What Stapp is gesturing at is the reality that there is a hierarchy to rights. To the degree we meaningfully participated or consented, Americans gave up privacy to the Patriot Act and NSA during the War on Terror because we decided a certain loss of liberty, in the form of privacy and free movement, was worth the trade for further security of life, these being two of the biggies on the American inalienable rights podium. But privacy, Stapp suggests, is also worth trading for convenience and tangible property and all the other things folded into the pursuit of happiness. There is a hierarchy here.

Rights really are instrumental. But this is because freedom itself is instrumental. Freedom is for something. It is not an end in itself. The Constitution’s Preamble makes this clearer but reflection on the Declaration will get you there too: The state is instrumental to the securing of the rights, duties, privileges, and conditions necessary for the commonwealth and good life. “Life, liberty, and the pursuit of happiness,” like history’s triumvirates, are not a static trio of equals; they condition each other. Liberty is not freedom full stop, but the condition of citizens in a good state.

When it comes to tech policy, then, we will remain at an impasse until our fundamental divides over political ends can be laid out and resolved.

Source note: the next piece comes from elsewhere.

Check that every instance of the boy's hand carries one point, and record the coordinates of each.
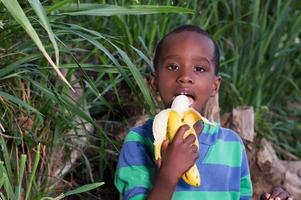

Part of the confusion is that the national freedom caucus or libertarian-leaning coalition that so loudly objected to the Patriot Act and similar security state antics in the past has broken apart faced with what are functionally DARPA projects turned into public utilities disguised as private companies. Based on the state of debate, the disguise is very good. 

The folk libertarian—or pioneer American? Perhaps just call her the populist—worries that she might be prevented from living a good life by powers arranged against her; there are ends to which her freedom is aimed, such as a family and health and religious practice, and freedom is that which permits, supports, and protects them. As if by instinct she knows the regime, or the man, is more than badges, guns, and written laws—in a world of cybernetics, distributed command and control, the borders between official agencies, NGOs, and multinationals are as porous as the nation’s. Her fear of tyranny does not distinguish between public and private, government and business, and so the populist makes a virtue of what some would call ideological inconsistency, for she will happily try to use local and national, corporate and political power alike to counter whatever she sees as an attack on a life worth living. 

Meanwhile, the elite libertarian of think tanks and industry astroturf, the ideological liberal—because she believes in freedom as an end in itself, and has made a binary distinction between the public and the private—sputters at the populist’s lack of principles. The free man is to this sort of libertarian what the monarch is to the monarchist. The libertarian believes in the free man as a matter of faith, seeks to emulate him in her pursuit of self-actualization, but she is not free, fulfilling fundamental human ends without regard for all the controls and influences that condition everyone else’s existence, and that is why she is a libertarian. In all her multiplication of choices, in all her deference to the supposed aggregate choices of others revealed by a supposedly free market (never free enough, however—epicycles abound), and her refusal to see power’s increasing indistinction, she condemns the common person, especially the populist, her folksy fellow “libertarian,” to be cut off more and more from the sort of freedom that leads to a life, public and private, worth living. 

With concerns about domestic “extremism” expanding the War on Terror at home, the Biden administration seems set on giving us plenty of opportunities to get the old freedom-loving gang back together on the legal front. But Big Tech is a part of that machine, and American Compass’s Wells King is right: The more convenient they become for us as individuals, the threat the algorithms pose to our political life together will only grow.